There is a nothingness from which we emerge and into which we will eventually dissolve, only to re-emerge and dissolve again and again. So it is with art. This exhibition of new work by Mark Alexander, “Ground and Unground”, explores the eternal nothingness into and from which we and art endlessly descend and arise. (Kelly Grovier, 2012)
All Watched Over by Machines of Infinite Loving Grace, 2011 is Alexander’s meticulously conceived painting after Hieronymus Bosch’s most celebrated work; The Garden of Earthly Delights, 1490 - 1510. Bosch’s painting is most frequently understood as a didactical warning against the perils of life’s temptations, but art historical interpretations continue to vary and part of the work’s fascination is this indeterminable narrative. Alexander’s attraction to the painting was a belief in the work’s sinister nuances – the central panel’s presentation of indulgence and revelry presents an intriguing world of suspended fantasy, yet the impending doom is forebodingly obvious. Alexander’s major alteration to the Bosch original was to adorn the painting with a shriveled painterly surface, which has afforded areas of the painting a somewhat decaying texture. Alexander has long been fascinated by surface and the alteration to surfaces, something particularly visible in the Via Negativa series (2008-09), which saw Alexander first adopt these techniques used to manipulate and contort the painted surface. It is from this fascination with surface that Alexander was led to the perpetually mysterious subject of the bog body. Preserved by the specific geophysical properties of areas in Northern Europe, bog bodies, unlike most ancient human remains, have uniquely preserved skin and internal organs and possess an ethereal and indeed timeless quality. What has fascinated both artists and scholars for centuries is the bizarre juxtaposition these preserved bodies conjure, between death and permanence, delicate beauty and the hauntingly grotesque. Taking as their metaphor the archaeology of the Iron Age bog, from which scientists are forever rescuing the remains of sacrificed bodies that the secret ministry of the earth has transformed into artifact, these paintings extend Alexander’s vision of reinventing icons of the past.
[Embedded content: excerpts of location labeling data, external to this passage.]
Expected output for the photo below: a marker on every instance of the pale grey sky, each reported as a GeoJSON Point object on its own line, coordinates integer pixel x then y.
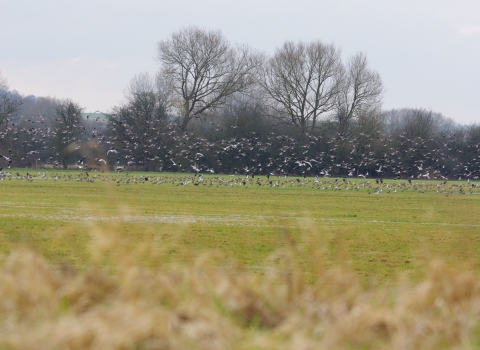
{"type": "Point", "coordinates": [427, 52]}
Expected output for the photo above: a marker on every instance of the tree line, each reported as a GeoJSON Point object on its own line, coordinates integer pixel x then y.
{"type": "Point", "coordinates": [218, 108]}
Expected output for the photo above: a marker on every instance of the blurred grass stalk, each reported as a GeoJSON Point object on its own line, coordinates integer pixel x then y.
{"type": "Point", "coordinates": [132, 295]}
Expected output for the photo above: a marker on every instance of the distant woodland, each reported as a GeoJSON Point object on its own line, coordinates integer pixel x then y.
{"type": "Point", "coordinates": [214, 107]}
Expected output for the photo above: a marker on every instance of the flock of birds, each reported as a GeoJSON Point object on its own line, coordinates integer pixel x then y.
{"type": "Point", "coordinates": [266, 159]}
{"type": "Point", "coordinates": [371, 186]}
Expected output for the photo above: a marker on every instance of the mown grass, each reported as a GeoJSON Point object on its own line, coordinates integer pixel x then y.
{"type": "Point", "coordinates": [378, 236]}
{"type": "Point", "coordinates": [106, 264]}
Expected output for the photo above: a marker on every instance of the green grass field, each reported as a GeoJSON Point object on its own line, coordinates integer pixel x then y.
{"type": "Point", "coordinates": [168, 261]}
{"type": "Point", "coordinates": [380, 235]}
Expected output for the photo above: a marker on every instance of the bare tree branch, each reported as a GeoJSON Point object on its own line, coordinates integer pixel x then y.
{"type": "Point", "coordinates": [361, 90]}
{"type": "Point", "coordinates": [202, 69]}
{"type": "Point", "coordinates": [302, 82]}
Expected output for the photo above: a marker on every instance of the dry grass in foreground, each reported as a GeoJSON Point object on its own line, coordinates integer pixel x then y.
{"type": "Point", "coordinates": [214, 304]}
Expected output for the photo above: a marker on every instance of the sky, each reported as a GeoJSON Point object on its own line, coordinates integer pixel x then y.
{"type": "Point", "coordinates": [427, 52]}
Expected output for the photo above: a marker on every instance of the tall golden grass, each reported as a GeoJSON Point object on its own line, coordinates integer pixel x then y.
{"type": "Point", "coordinates": [126, 298]}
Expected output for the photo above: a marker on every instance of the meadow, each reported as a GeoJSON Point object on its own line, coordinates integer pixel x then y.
{"type": "Point", "coordinates": [303, 263]}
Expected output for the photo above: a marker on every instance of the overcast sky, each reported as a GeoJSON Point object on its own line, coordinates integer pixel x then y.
{"type": "Point", "coordinates": [427, 52]}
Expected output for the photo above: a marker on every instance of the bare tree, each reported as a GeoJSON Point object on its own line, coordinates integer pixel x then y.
{"type": "Point", "coordinates": [9, 104]}
{"type": "Point", "coordinates": [361, 91]}
{"type": "Point", "coordinates": [302, 82]}
{"type": "Point", "coordinates": [67, 130]}
{"type": "Point", "coordinates": [202, 69]}
{"type": "Point", "coordinates": [138, 126]}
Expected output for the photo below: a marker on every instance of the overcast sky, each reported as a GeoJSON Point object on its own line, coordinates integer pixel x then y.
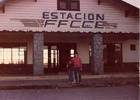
{"type": "Point", "coordinates": [133, 2]}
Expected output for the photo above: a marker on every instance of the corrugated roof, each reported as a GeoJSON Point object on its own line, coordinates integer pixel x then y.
{"type": "Point", "coordinates": [135, 3]}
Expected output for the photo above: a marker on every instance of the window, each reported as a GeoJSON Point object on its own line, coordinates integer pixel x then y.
{"type": "Point", "coordinates": [12, 55]}
{"type": "Point", "coordinates": [73, 5]}
{"type": "Point", "coordinates": [132, 47]}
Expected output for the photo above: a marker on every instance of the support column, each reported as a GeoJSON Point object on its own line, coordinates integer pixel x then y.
{"type": "Point", "coordinates": [97, 66]}
{"type": "Point", "coordinates": [38, 44]}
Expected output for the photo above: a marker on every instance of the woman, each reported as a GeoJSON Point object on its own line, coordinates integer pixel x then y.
{"type": "Point", "coordinates": [77, 68]}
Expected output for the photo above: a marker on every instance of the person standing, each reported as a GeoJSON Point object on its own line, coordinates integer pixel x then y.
{"type": "Point", "coordinates": [70, 70]}
{"type": "Point", "coordinates": [77, 68]}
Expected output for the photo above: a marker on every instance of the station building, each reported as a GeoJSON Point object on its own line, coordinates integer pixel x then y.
{"type": "Point", "coordinates": [38, 37]}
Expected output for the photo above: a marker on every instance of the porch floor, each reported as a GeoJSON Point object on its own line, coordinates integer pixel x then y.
{"type": "Point", "coordinates": [61, 81]}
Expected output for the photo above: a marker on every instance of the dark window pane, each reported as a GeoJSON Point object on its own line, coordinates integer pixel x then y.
{"type": "Point", "coordinates": [63, 5]}
{"type": "Point", "coordinates": [68, 5]}
{"type": "Point", "coordinates": [132, 47]}
{"type": "Point", "coordinates": [74, 6]}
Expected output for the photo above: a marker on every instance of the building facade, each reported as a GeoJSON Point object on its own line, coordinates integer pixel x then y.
{"type": "Point", "coordinates": [39, 36]}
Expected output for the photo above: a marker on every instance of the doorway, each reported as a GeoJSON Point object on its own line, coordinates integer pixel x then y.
{"type": "Point", "coordinates": [57, 55]}
{"type": "Point", "coordinates": [112, 57]}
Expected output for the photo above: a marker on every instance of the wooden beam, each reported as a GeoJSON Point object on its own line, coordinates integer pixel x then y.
{"type": "Point", "coordinates": [126, 13]}
{"type": "Point", "coordinates": [3, 8]}
{"type": "Point", "coordinates": [99, 2]}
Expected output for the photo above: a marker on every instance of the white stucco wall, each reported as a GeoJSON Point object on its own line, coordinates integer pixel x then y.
{"type": "Point", "coordinates": [127, 54]}
{"type": "Point", "coordinates": [17, 10]}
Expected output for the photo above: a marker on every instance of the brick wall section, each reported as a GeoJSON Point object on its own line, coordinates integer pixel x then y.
{"type": "Point", "coordinates": [38, 43]}
{"type": "Point", "coordinates": [97, 54]}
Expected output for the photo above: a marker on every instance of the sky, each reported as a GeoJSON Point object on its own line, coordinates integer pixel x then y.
{"type": "Point", "coordinates": [135, 3]}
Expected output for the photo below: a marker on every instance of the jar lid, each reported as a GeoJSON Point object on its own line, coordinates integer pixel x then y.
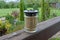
{"type": "Point", "coordinates": [30, 12]}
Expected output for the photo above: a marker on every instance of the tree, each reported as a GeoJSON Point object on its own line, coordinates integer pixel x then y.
{"type": "Point", "coordinates": [21, 10]}
{"type": "Point", "coordinates": [2, 4]}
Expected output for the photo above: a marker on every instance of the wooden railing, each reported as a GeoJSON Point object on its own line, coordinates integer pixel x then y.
{"type": "Point", "coordinates": [45, 29]}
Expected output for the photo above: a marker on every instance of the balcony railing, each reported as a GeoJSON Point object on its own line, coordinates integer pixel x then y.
{"type": "Point", "coordinates": [45, 31]}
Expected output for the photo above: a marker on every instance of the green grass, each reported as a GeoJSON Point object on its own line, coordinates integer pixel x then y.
{"type": "Point", "coordinates": [4, 12]}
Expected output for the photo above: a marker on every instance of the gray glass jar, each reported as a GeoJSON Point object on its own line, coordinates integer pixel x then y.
{"type": "Point", "coordinates": [31, 19]}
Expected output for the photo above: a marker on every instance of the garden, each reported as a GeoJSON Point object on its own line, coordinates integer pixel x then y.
{"type": "Point", "coordinates": [12, 14]}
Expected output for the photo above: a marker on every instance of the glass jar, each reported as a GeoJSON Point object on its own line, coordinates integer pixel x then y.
{"type": "Point", "coordinates": [30, 20]}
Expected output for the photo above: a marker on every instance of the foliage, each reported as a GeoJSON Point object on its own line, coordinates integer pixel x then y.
{"type": "Point", "coordinates": [21, 10]}
{"type": "Point", "coordinates": [3, 29]}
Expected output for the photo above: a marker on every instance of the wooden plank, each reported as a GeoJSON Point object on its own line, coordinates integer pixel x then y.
{"type": "Point", "coordinates": [45, 30]}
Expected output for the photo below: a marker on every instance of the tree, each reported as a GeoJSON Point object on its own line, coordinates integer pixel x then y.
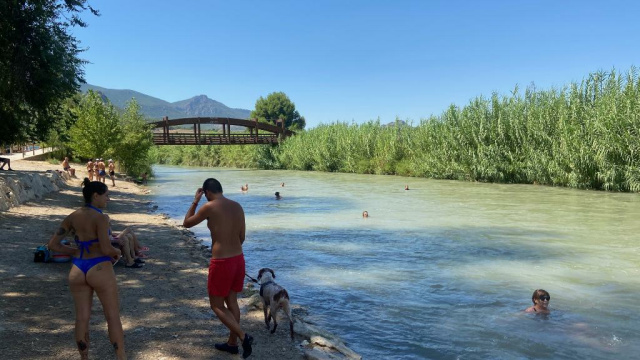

In Alexander’s imagination, the bog exerts an ambiguous energy on the achievement of old master works, insinuating an incessant incubation and rebirth of great art, as though the works of all ages inhabit the same fertile ground of endless composition and decomposition. It is from here that Alexander has developed the narrative for this exhibition; a combination of Bosch’s world of suspended fantasy with the ethereal preservation of life that the bog bodies encapsulate, the result is an eclectic collection of figures buried (as it were) in the artist’s own version of The Garden of Earthly Delights. Adam and Eve’s representation as children, from Paul Egell’s Mannheim Alter Piece, 1739-41, Van Gogh’s Reaper with Sickle (after Millet), 1889, Jean-François Millet’s original The Sower, 1850, Caravaggio’s Narcissus, circa 1597-99, and Durer’s Praying Hands, circa 1508. The curious duality that these paintings possess – between corporeality and stillness, the living and the dead, the beautiful and the hideous – is a subtle yet striking motif. The exhibition’s title alludes to the mystical writings of the sixteenth-century German thinker Jakob Boehme. “For I saw and knew the Being of all beings,” Boehme wrote, “the ground and the unground”.